Staying away from the plants and wearing protective clothing is a great way to avoid getting a rash from these plants. This rash may be treatable at home, however if you have difficulty swallowing or breathing and you experience swelling and excessive rashes or blistering, we recommend that you go to the nearest emergency room.
When you first come in contact with these plants, immediately rinse your skin in lukewarm, soapy water and wash your clothing or anything that may have come in contact with the oil from the leaves. If you have a mild rash, you can take care of it at home by applying a wet cloth, or soak the area in cool water, use calamine lotion or hydro-cortisone cream to help relieve itching, and avoid scratching the rash because this can cause a skin infection.

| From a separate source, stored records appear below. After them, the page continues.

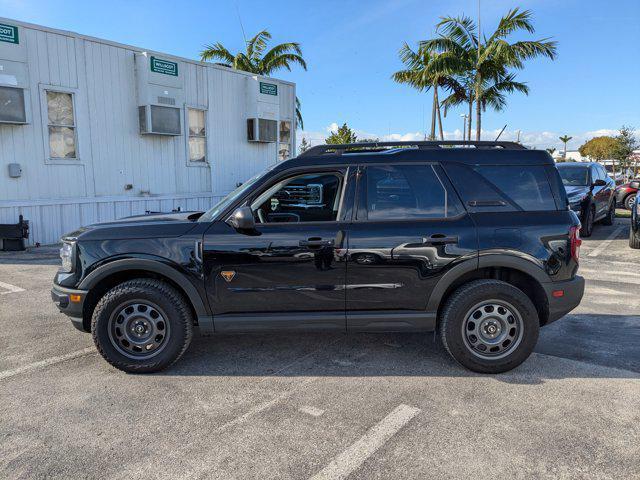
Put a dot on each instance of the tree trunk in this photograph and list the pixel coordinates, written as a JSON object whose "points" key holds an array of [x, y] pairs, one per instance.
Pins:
{"points": [[432, 133], [470, 114], [478, 113], [439, 114]]}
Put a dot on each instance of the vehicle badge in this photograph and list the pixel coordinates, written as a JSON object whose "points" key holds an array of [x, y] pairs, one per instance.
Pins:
{"points": [[228, 275]]}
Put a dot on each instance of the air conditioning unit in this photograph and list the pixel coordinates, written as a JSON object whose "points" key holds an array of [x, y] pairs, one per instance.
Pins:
{"points": [[262, 130], [160, 93], [14, 77]]}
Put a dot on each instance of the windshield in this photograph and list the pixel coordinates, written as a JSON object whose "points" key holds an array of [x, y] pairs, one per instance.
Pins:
{"points": [[574, 176], [212, 213]]}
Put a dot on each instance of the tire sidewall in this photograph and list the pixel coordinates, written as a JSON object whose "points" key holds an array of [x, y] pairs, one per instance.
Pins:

Do not apply a topical antihistamine to your skin because it could make the rash and itch worse. If the rash covers a large area of your body or if your symptoms become severe, see a dermatologist and they may prescribe a corticosteroid cream, pills or shots to help clear up the rash.
The best way to prevent future rashes is to learn to identify these plants and to stay away from them. If you are unable to avoid these plants, wear protective clothing and closed shoes to help keep the oil from getting on your skin. Wear vinyl or leather gloves not rubber, cotton or wool gloves because these do not protect the skin. Using a barrier cream or lotion with the ingredient bentoquatam (such as Ivy Block) helps prevent the oil from coming in contact with your skin.